Kerr recalled that when Liteky left the Hotel Al-Dar on Wednesday, he forgot his U.S. passport and the "magic letter" that the Iraq Peace Team activists carry with them. The letter explains in English and Arabic that these particular foreigners are in Iraq on a goodwill mission.

Liteky, a slender, grandfatherly type with gray hair and beard, was alone and walking a mile to the Hotel Al-Fanar when a group of Iraqi soldiers stopped him. Even without a passport or the letter, the soldiers let him go without a hassle.

The prospect of wartime Iraq had long been a concern for the activists.

In whispered conversations during the weeks before Wednesday's bombing, they had wondered how their Iraqi hosts would treat them once the bombing began.

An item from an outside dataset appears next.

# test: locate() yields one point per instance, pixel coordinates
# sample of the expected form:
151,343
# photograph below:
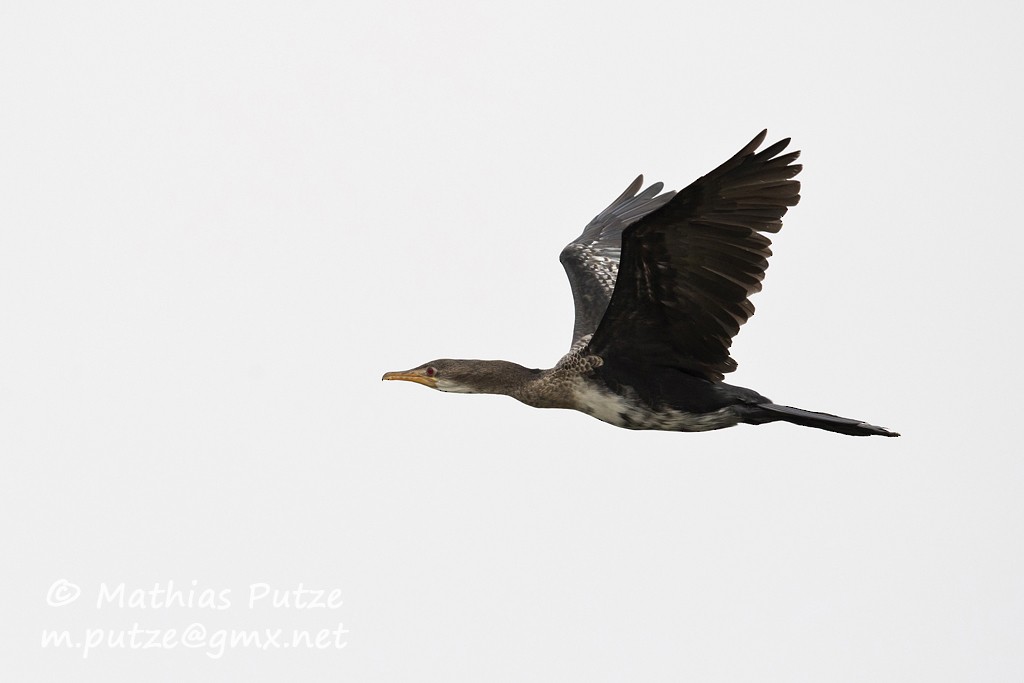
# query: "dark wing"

They also worried that Baghdad, where the people are war-hardened and almost every family owns a rifle, could become a shooting gallery.

The reaction so far has been anything but threatening, said Kelly, 50, an Irish Catholic pacifist who has weathered bombs and dodged bullets in Iraq, Sarajevo and the Palestinian territories.

Sensing that the Pentagon's threats of "shock and awe" had rattled her, two Iraqi friends approached Kelly at different times on Wednesday. One friend serves hot tea at the Al-Fanar; the other is a systems analyst in an Internet cafe at Baghdad's Hotel Palestine.

Don't worry, each said in his own way, giving Kelly a hug, "We've committed you to God."

By Thursday night, Kelly said, six Iraqi families had phoned the Al-Fanar to make sure none of the Iraqi Peace Team members had been hurt.

Meanwhile, the $9-per-night Al-Fanar has cleared its basement of supplies and placed cots there. The lobby, usually bustling with foreigners and the hotel mascot - a caged monkey called Coffee - teemed on Thursday with mothers and children.

Family members of the hotel's employees feel safer staying within a dash of the Al-Fanar's cramped basement than they do at home.

"We're all bracing ourselves," Kelly said Thursday before hanging up. "Tonight or tomorrow we expect the shock and awe."